Perhaps no term for “non-doctrine” irks me so much as “folklore,” because, to my ears, it implies that the “lore” being disparaged originated with the common Mormon “folk”—in other words, that some idea is the weird invention of rank-and-file Mormons from yesteryear who had too much time on their hands and too much zeal in their heads. But many of the embarrassing, awkward, even shameful, ideas that have circulated among the Mormon populace have no such lowly origins. Many were either promulgated by the senior leadership of the LDS Church (often in official fora), or were at least promoted and popularized by them. We really need a term that reflects this reality. We need a word that helps us confront the necessary task of reflecting on the origin of our teachings.

I understand the perceived need to employ a term that can safely disown outdated Mormon teachings and practices without gratuitously embarrassing the LDS leadership. But our collective failure to properly identify the origins of false Mormon teachings has costs. It prevents many of us from recognizing where destructive religious notions often come from. It dissuades many of us from learning from these historical episodes, and from raising constructive questions about how we should approach the teachings of authorities we want to view as inspired.

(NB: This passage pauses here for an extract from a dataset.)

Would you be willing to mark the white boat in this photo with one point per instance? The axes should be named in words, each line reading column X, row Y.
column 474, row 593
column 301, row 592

So here’s my suggestion: Let’s jettison “folklore,” at least when we discuss Mormonism’s past racial teachings or any other outmoded teachings the LDS leadership once promoted. Let’s save it for instances where we’re supremely confident that the Mormon “folk” really are the authors of the “lore.” If we want to employ the term in reference to a sighting of the Three Nephites, a UFO story, or some other tale of dubious provenance, fine. But teachings once viewed as authoritative by Mormon leaders deserve a different term—one that doesn’t mask important questions about the origin and authoritativeness of our “lore.”

Let’s stop talking about “folklore” and start talking about “leaderlore.”